Rede von
Roland
Kohn
- Parteizugehörigkeit zum Zeitpunkt der Rede:
(FDP)
- Letzte offizielle eingetragene Parteizugehörigkeit: (FDP)
Herr Präsident! Meine sehr verehrten Damen und Herren! Mit einiger Verwunderung ist festzustellen, daß SPD und GRÜNE in den letzten Monaten die Bundespost verstärkt zur Zielscheibe ihrer Kritik gemacht haben.
Dies ist ein ziemlich durchsichtiges Spiel. Sie wollen die Treibjagd gegen den Bundespostminister fortsetzen, und da Ihnen der Stoff für persönliche Angriffe ausgegangen ist, scheuen Sie nun nicht davor zurück, das Dienstleistungsunternehmen Deutsche Bundespost als Vehikel für Ihre Kritik zu mißbrauchen.

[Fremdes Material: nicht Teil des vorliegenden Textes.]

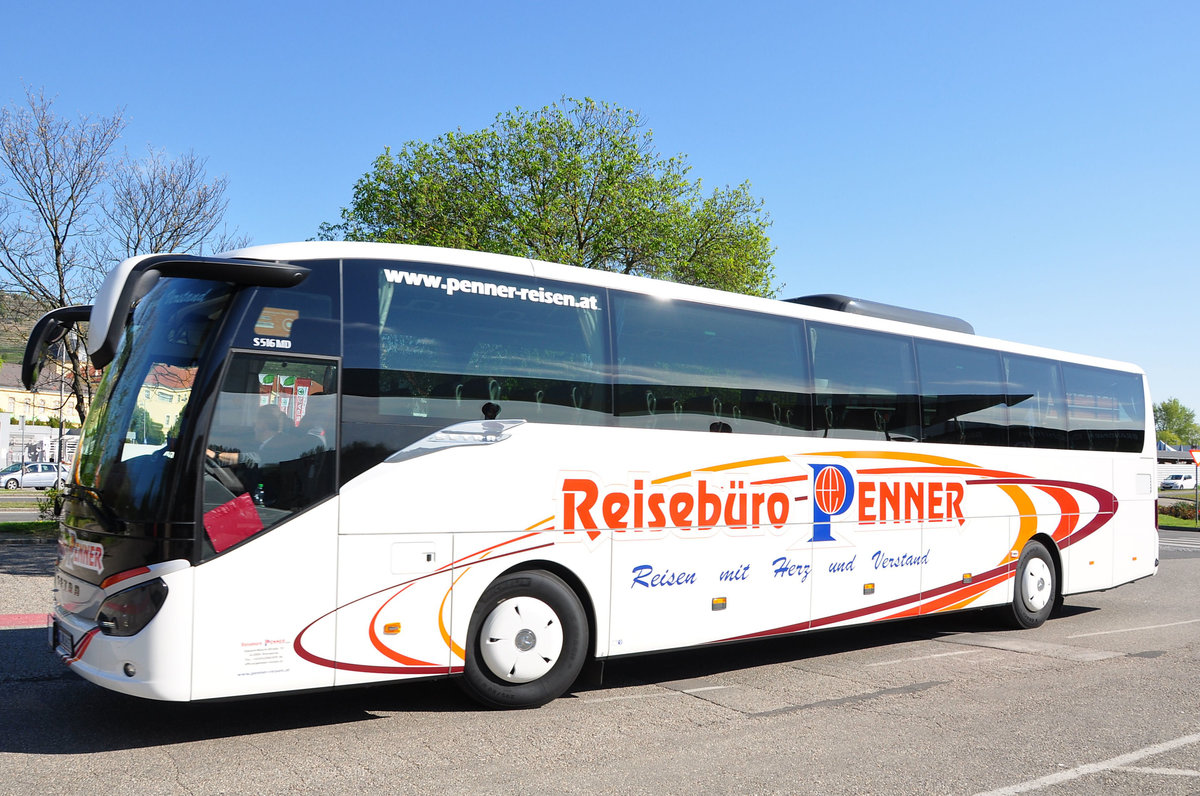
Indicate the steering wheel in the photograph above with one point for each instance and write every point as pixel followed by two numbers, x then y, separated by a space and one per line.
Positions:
pixel 213 467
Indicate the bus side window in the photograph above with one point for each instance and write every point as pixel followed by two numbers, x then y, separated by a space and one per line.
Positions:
pixel 1037 405
pixel 865 384
pixel 702 367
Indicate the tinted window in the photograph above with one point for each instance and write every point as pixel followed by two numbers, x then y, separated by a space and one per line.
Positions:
pixel 1105 410
pixel 865 384
pixel 271 446
pixel 427 346
pixel 961 394
pixel 682 365
pixel 1037 406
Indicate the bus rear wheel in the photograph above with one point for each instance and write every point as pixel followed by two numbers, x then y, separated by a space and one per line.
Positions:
pixel 527 641
pixel 1036 591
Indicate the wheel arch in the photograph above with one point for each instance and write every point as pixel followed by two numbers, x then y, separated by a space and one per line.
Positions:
pixel 1055 556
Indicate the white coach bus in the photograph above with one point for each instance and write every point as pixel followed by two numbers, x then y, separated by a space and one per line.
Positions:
pixel 330 464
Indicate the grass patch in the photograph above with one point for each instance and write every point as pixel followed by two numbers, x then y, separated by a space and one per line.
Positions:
pixel 40 528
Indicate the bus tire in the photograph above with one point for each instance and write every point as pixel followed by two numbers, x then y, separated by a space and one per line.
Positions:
pixel 527 641
pixel 1036 590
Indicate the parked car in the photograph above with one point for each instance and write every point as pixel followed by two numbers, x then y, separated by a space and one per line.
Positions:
pixel 1179 482
pixel 36 474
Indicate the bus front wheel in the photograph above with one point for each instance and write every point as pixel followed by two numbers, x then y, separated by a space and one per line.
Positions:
pixel 1036 590
pixel 527 641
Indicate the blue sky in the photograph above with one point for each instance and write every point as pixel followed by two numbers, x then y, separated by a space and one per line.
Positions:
pixel 1032 167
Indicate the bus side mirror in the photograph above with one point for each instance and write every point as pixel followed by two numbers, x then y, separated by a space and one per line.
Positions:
pixel 49 329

Dabei hat die Bundespost in dieser Legislaturperiode so erfolgreich wie seit langem nicht mehr gearbeitet. Erstmals ist es gelungen, in einer gesamten Legislaturperiode Gebührenerhöhungen der Deutschen Bundespost entbehrlich zu machen, und dies trotz eines Milliardenprogramms an Investitionen, das in seiner Anfangsphase natürlich mit erheblichen Anlaufverlusten verbunden ist.
Unter sozialdemokratischen Postministern hat es derartige Investitionen, die Arbeitsplätze schaffen und sichern, nicht gegeben, dafür aber ständige und sehr drastische Gebührenerhöhungen.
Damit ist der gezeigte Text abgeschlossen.